Sir Thomas Posthumus Hoby (1566 – 30 December 1640), also sometimes spelt Hobie, Hobbie and Hobby, Posthumous and Postumus, was an English gentleman and politician who sat in the House of Commons at various times between 1589 and 1629.

A Puritan, he has been claimed as the inspiration for Shakespeare's character Malvolio in Twelfth Night.

Hoby was the younger son of Sir Thomas Hoby (1530–1566), the English Ambassador to France in 1557, by his marriage to Elizabeth Cooke, who was a daughter of the humanist Sir Anthony Cooke (1504–1576), one of four sisters notable for their learning. Hoby was born after his father's death, which led to his gaining the additional name of 'Posthumus'. His sisters Elizabeth and Anne died within a few days of each other in February 1571, while his elder brother was the diplomat and scholar Sir Edward Hoby (1560–1617). Hoby was also a nephew of Sir Philip Hoby, Master-General of the Ordnance and an English ambassador to the Holy Roman Empire.

Hoby was a very small boy and grew up to be nicknamed "the little knight" for his slightness and short stature. He was educated at Eton and at Trinity College, Oxford, matriculating in 1574 at the age of eight.

Also in 1574, some years after his father's death, Hoby's mother married secondly John, Lord Russell, the eldest surviving son of the Earl of Bedford, and with him had three further children, Elizabeth, Anne and Francis.
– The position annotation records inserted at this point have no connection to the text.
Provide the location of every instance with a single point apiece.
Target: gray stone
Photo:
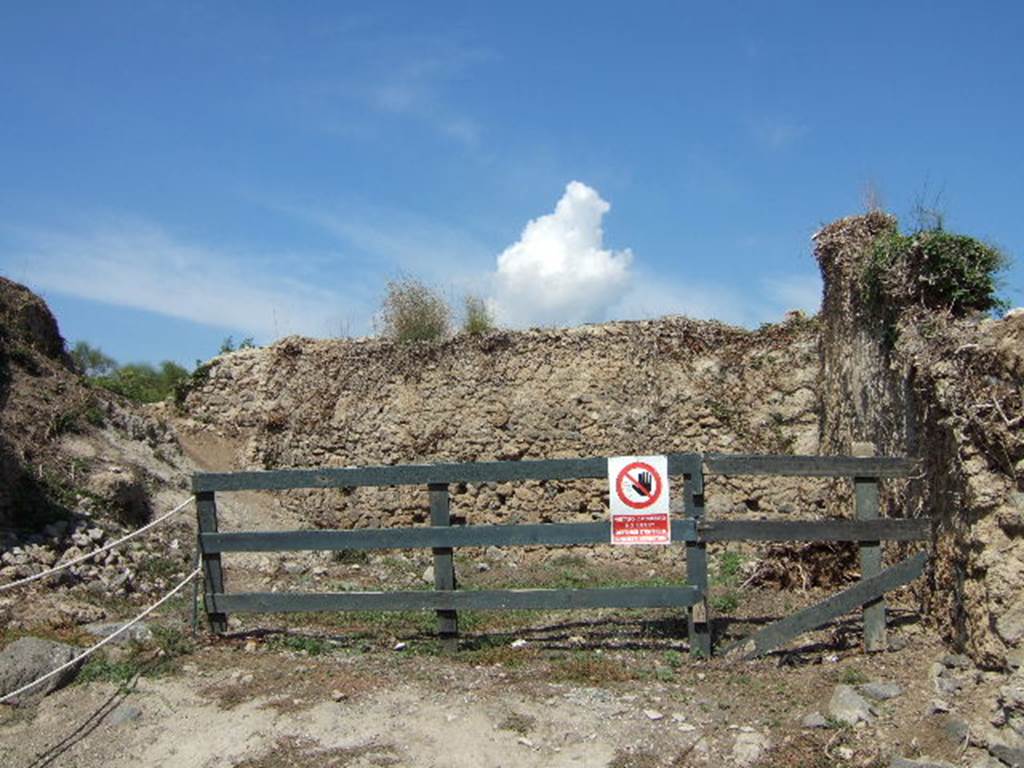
(126, 713)
(1008, 755)
(956, 662)
(139, 633)
(849, 707)
(881, 691)
(749, 748)
(814, 720)
(31, 657)
(1011, 625)
(957, 729)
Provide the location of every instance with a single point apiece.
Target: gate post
(866, 508)
(448, 621)
(213, 576)
(697, 621)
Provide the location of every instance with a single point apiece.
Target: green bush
(142, 382)
(936, 269)
(227, 345)
(478, 320)
(414, 311)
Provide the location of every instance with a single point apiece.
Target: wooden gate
(692, 529)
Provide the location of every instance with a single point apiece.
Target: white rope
(105, 640)
(99, 551)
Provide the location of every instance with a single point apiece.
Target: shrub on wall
(478, 318)
(935, 269)
(414, 311)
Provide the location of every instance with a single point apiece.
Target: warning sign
(639, 500)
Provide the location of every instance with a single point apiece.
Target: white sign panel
(638, 494)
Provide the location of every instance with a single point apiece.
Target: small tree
(414, 311)
(478, 317)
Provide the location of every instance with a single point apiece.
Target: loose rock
(849, 707)
(30, 658)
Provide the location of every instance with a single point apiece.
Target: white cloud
(559, 271)
(136, 264)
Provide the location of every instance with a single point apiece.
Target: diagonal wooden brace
(862, 592)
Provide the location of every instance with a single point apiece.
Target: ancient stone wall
(670, 385)
(948, 390)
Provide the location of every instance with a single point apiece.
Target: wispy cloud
(801, 291)
(403, 80)
(776, 131)
(136, 264)
(387, 242)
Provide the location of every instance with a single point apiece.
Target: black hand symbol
(644, 483)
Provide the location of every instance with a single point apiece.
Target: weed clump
(414, 311)
(934, 269)
(478, 320)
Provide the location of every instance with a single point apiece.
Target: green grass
(853, 676)
(155, 658)
(308, 644)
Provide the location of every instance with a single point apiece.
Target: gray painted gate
(692, 529)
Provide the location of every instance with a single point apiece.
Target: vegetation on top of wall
(140, 382)
(936, 269)
(414, 311)
(228, 345)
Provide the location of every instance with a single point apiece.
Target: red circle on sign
(635, 468)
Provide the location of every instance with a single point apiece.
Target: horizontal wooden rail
(809, 466)
(560, 535)
(612, 597)
(892, 529)
(423, 474)
(550, 535)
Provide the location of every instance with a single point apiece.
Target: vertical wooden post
(448, 621)
(866, 501)
(213, 576)
(697, 621)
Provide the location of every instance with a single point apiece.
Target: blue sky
(172, 173)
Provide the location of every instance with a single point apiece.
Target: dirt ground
(595, 688)
(613, 688)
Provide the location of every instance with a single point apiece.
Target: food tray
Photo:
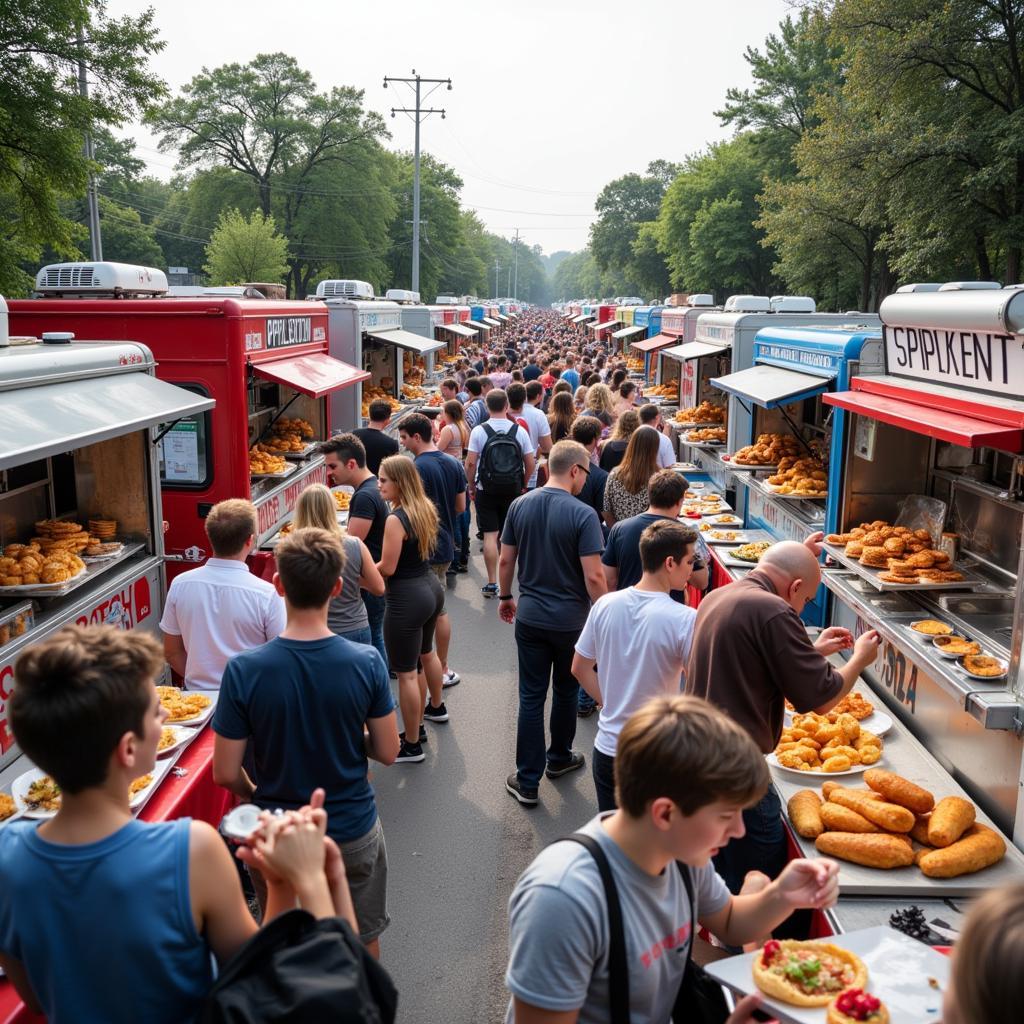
(899, 970)
(970, 581)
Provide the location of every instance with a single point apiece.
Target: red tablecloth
(193, 796)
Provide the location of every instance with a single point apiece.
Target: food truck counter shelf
(90, 572)
(905, 756)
She was the sister-in-law of William Cecil, 1st Baron Burghley, Queen Elizabeth's Secretary of State, and Hoby was himself a first cousin of Robert Cecil, 1st Earl of Salisbury, who succeeded his father as the Queen's principal minister. As his mother pursued favours for herself and her friends, Hoby became a protégé of Burghley. Among his many other first cousins were the philosopher and statesman Francis Bacon and the spy Anthony Bacon.